Time-course of postnatal expression of TLR8 and PV in the mouse hippocampus. At birth (P0), no TLR8- or PV-immunoreactivity was detected in the hippocampus (not shown). At P5, few TLR8-expressing interneurons, but no PV-expressing interneurons were visible (a, b). Numerous interneurons expressing TLR8 and/or PV were present in all subregions of the hippocampus at P10 (c, d). TLR8 was also expressed in granule cells of the dentate gyrus and in pyramidal neurons of the hippocampus proper. PV-labeling was restricted to cell bodies and neurites (dendrites; axon terminals surrounding somata of dentate granule cells and hippocampal pyramidal cells). At later time points (P20 and P10m), numerous interneurons and principal neurons expressed TLR8 (e, g). Labeling intensity of PV-interneurons at these stages was stronger than in very young mice and the numbers of PV-immunoreactive interneurons was increased (f, h). Abbreviations: DG, dentate gyrus; CA1, CA2, CA3, sectors CA1-CA3 of the hippocampus proper. The dashed lines in h demarcate the anatomical borders of sector CA2.
Perfusion and cutting
Adult mice were injected intraperitoneally with an overdose of thiopental (150 mg/kg) and perfused transcardially with phosphate-buffered saline (PBS) at room temperature for three minutes (pump speed: 9 ml/min) followed by perfusion with ice-cold 4% paraformaldehyde (PFA) in 50 mM PBS (pH 7.4) for 10 minutes. Mouse pups were perfused transcardially using a 50 mL syringe. The brains were removed from the skulls and post-fixed for another 90 minutes in 4% PFA (4°C) followed by immersion in 20% sucrose in 50 mM PBS at 4°C for 24 hours. Finally, brains were snap-frozen in isopentane (-70°C, 3 minutes; Merck, Darmstadt, Germany), kept in open vials at -70°C for 24 hours, and finally stored in tightly sealed vials at -20°C for up to two weeks. Finally, coronary sections (40 μm) were cut on a cryostat-microtome, collected in 50 μM Tris-buffered saline (TBS, pH 7.2) containing 0.1% sodium azide (Merck, Darmstadt, Germany), and stored at 4°C.
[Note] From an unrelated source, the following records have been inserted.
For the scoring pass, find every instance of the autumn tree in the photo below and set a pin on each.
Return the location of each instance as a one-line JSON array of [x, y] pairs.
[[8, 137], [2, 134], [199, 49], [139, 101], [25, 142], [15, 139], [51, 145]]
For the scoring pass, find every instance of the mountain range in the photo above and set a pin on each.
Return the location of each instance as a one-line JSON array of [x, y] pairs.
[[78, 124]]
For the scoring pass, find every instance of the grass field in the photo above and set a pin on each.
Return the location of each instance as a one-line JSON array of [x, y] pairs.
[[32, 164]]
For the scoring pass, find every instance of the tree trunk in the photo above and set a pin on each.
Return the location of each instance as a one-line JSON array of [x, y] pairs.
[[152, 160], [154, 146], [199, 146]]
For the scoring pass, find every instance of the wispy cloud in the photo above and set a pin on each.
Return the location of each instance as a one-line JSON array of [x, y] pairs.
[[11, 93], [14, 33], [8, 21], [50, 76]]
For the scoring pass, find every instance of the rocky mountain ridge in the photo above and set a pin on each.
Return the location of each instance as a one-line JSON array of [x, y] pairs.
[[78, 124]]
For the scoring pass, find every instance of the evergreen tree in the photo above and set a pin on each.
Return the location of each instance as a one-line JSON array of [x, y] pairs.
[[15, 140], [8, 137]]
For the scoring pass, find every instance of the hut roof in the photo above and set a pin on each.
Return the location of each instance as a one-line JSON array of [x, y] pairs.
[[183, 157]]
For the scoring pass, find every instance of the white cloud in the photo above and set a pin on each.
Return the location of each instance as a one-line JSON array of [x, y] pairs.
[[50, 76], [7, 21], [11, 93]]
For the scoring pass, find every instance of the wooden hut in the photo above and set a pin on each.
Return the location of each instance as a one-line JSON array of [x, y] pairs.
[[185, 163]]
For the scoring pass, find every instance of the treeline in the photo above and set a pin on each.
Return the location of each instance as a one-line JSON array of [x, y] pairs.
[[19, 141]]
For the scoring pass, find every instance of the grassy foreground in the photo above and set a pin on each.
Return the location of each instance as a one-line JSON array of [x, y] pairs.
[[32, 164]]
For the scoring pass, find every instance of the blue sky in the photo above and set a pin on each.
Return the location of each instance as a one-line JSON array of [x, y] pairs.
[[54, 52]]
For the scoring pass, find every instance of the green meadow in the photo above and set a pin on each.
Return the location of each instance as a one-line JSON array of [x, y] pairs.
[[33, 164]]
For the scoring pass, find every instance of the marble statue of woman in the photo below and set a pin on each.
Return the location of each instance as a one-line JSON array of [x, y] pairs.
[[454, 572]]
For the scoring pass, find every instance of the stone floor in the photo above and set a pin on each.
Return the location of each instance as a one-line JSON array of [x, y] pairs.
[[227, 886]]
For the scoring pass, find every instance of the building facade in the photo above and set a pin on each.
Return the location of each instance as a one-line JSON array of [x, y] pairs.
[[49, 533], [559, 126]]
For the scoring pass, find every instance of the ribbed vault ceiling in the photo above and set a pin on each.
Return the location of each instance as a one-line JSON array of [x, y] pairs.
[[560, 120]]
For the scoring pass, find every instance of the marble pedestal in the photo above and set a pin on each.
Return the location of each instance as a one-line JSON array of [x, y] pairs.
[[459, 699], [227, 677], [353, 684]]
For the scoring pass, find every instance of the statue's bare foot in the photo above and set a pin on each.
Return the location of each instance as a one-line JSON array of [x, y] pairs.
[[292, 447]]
Fluorescence immunohistochemistry
The immunohistochemical studies were performed on free-floating sections after being matched anatomically across all animals. Six double labeling experiments for TLR8 (toll-like receptor 8) and the following glial and neuronal markers were performed: GFAP (glial fibrillary acidic protein), TMEM-119 (transmembrane protein 119), NeuN (Fox-3, neuronal nuclear protein), PV (parvalbumin), SOM (somatostatin), and CR (calretinin). The used antibodies for each reaction are listed in Table 1. The sections were first incubated with Tris-HCl-buffered saline (TBS; Margaritella, #BT1007), containing 0.4% TritonX-100 (TBS-Triton; Merck, #1.08603) for 30 min and then with the blocking serum (10% normal horse serum in TBS-Triton) for 90 minutes. For the experiments with antibodies raised in mouse (GFAP, NeuN, PV, and SOM) sections were incubated with a “Mouse on Mouse” blocking reagent (Vector, #MKB-2213) diluted 1:27.7 in TBS for 60 min. After washing the sections with TBS-Triton, they were incubated overnight at room temperature with the primary antibodies (against TLR8 and the second marker), which were diluted in the blocking serum (containing 0.1% sodium azide) according to Table 1. After washing three times for five minutes with TBS-Triton, the sections were incubated with the secondary antibodies for 120 min (see Table 1). TLR8 was labeled using tyramide signal amplification (TSA) and 5-(and-6)-carboxytetramethylrhodamine (TAMRA, 1:2000), except for the double labeling with GFAP, where TSA and Fluorescein (1:300; Thermo Scientific, #46410) was used. PV, SOM, and NeuN were visualized using streptavidin 649 (1:100 in TBS). CR was visualized with TSA and CY5 (1:500). GFAP did not need a secondary antibody and staining, since we used a CY3-conjugated primary antibody. All staining solutions using TSA contained 0.5% hydrogen peroxide (1:166; Merck, #1.07209), 4-Iodophenylboronic acid (4-IPBA, 1:1000), TWEEN 20 (1:1000) and 50% dextran sulfate (1:25). The double labeling experiment with CR differed in its sequence from the rest, because the two labeling procedures were not carried out simultaneously, but successively with an additional blocking step in between. For CR, 20 minutes blocking using 100 mM sodium sulfate was performed. Afterwards, the sections were mounted on glass slides using gelatin and covered with Vectashield mounting medium (Szabo Scandic/Vector, #H-1000).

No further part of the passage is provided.